Residents can't ignore drilling 

Your Turn

Just for a moment, imagine the first oil and gas wells drilled in Colorado Springs would be 350 feet from The Broadmoor and 350 feet from Cheyenne Mountain Zoo. What rules would be put in place to protect these gems in our community?

Those same rules should be adopted to protect the rest of us.

I was an alternate to the City Oil and Gas Committee, which had two objectives: 1) Gather and study information related to oil and gas development, including best practices in Colorado and around the country; and 2) involve the public in discussions about oil and gas development and possible city regulations (springsgov.com/Page.aspx?NavID=4301).

As an alternate, I read committee materials and all the Colorado Oil and Gas Conservation Commission (COGCC) regulations, sat with the public at meetings and, like the public, was not allowed to comment. Having attended 11 of the 13 meetings and participated in the field trip to Greeley ("Greeley: Dealing, and thriving, with reality," City Sage, March 22), I suggest the time for public comment is long overdue.

The committee briefed City Council on its work Monday, May 21. The public could be there but was not allowed to speak. The citizens get to speak at a town hall meeting from 6 to 8 p.m. on Thursday, May 24, at the City Administration Building, 30 S. Nevada Ave., #102, with public input sought on areas the Oil and Gas Committee wants to bring forward to City Council at its June 26 formal meeting.

Our City Council and Mayor Steve Bach face two crucial decisions regarding city oil and gas development. The first is where to allow oil and gas exploration and production. Will they allow it in residential zones and other zones that include residential neighborhoods, such as Mixed Use and Traditional Neighborhood Design areas?

If they decide that residential areas are acceptable places to drill for oil and gas, it will mean that every neighborhood within the city with the requisite open space is a potential drilling site. Whether you live near The Broadmoor, in Rockrimmon, Briargate, Wolf Ranch, Banning Lewis Ranch or any other neighborhood, no place will be off-limits to drilling.

If you think oil and gas drilling is just an east-side issue, think again. If you think your HOA covenants can prohibit drilling under an Oil and Mineral Operations clause, you are wrong.

Second, the City Council and Mayor Bach will decide what, if any, City of Colorado Springs oil and gas rules to adopt. From the PowerPoint slides for the May 21 Council presentation, the Oil and Gas Committee has identified eight areas for potential regulation: "Adherence to the City Pre-Application and Site Plan Process, Water Quality, Impact Fees & Revenue Generation, Land Use Setbacks — Public Notification, High/Low Density Considerations, Zoning Districts, Operational Conflict and Copy of COGCC Approved Permit."

There are numerous other areas the committee eliminated from its list or failed to consider, but they deserve consideration.
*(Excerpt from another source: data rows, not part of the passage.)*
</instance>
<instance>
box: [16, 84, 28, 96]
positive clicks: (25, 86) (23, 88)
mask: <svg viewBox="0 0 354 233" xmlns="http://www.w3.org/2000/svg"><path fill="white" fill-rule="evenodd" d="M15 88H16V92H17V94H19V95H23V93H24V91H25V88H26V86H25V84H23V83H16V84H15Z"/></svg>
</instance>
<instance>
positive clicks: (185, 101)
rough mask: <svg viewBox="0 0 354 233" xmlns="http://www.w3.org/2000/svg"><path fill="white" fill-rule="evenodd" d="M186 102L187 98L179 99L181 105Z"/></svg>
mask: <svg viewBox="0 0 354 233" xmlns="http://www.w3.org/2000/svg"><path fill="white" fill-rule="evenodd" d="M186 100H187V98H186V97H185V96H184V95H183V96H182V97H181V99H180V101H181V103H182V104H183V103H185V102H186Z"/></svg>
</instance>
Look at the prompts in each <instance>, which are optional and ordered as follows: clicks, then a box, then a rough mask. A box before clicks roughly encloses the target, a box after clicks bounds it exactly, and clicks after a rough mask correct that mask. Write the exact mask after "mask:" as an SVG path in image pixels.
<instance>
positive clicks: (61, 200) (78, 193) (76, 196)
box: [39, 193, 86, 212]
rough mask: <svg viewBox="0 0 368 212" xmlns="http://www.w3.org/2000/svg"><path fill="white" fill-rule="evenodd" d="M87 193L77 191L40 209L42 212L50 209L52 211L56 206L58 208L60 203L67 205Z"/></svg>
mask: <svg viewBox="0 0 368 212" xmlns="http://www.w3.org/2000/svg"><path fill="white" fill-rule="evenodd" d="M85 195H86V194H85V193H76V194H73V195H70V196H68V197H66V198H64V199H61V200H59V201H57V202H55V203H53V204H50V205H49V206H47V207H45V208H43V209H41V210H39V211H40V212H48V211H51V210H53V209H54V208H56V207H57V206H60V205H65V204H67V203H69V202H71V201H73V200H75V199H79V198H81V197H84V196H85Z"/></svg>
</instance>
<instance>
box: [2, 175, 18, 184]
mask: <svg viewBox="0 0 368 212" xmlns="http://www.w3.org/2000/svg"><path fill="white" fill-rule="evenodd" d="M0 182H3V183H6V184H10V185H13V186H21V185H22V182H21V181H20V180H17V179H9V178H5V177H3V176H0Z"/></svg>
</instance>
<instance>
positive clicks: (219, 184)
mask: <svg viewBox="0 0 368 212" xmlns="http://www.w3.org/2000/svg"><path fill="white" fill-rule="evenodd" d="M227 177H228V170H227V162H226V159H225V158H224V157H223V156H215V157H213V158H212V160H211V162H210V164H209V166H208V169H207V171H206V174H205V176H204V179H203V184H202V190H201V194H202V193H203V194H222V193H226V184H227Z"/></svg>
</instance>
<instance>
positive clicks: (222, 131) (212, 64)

Four members of the public sent a 22-page matrix with issues and suggestions to the committee, along with a two-page memo, on April 11. On May 15, we sent the entire City Council and the mayor a 26-page document with concerns and suggestions.

Those documents addressed many issues, including open waste pits; local inspectors (COGCC has fewer than 20 inspectors for more than 40,000 wells); waste-disposal practices that currently allow road spreading of some wastes; increased setbacks for wells from structures including homes; special mitigation for noise; air quality monitoring; and COGCC's lack of reporting to the city under a number of circumstances.

If you want to read the COGCC rules (and I hope the City Council and Mayor Bach have done so), go to cogcc.state.co.us and select "Rules," on the left side of the page.

If you have concerns, go to meetings, e-mail every City Council member and the mayor, and talk to officials. If you don't want drilling in our neighborhoods, speak up. If you want adequate local controls on all oil and gas operations that minimize impacts to the community, speak up.

Mary J. Talbott, a Colorado Springs resident and Air Force veteran with a master's degree from the University of Arizona, retired in 2009 from El Paso County Public Health.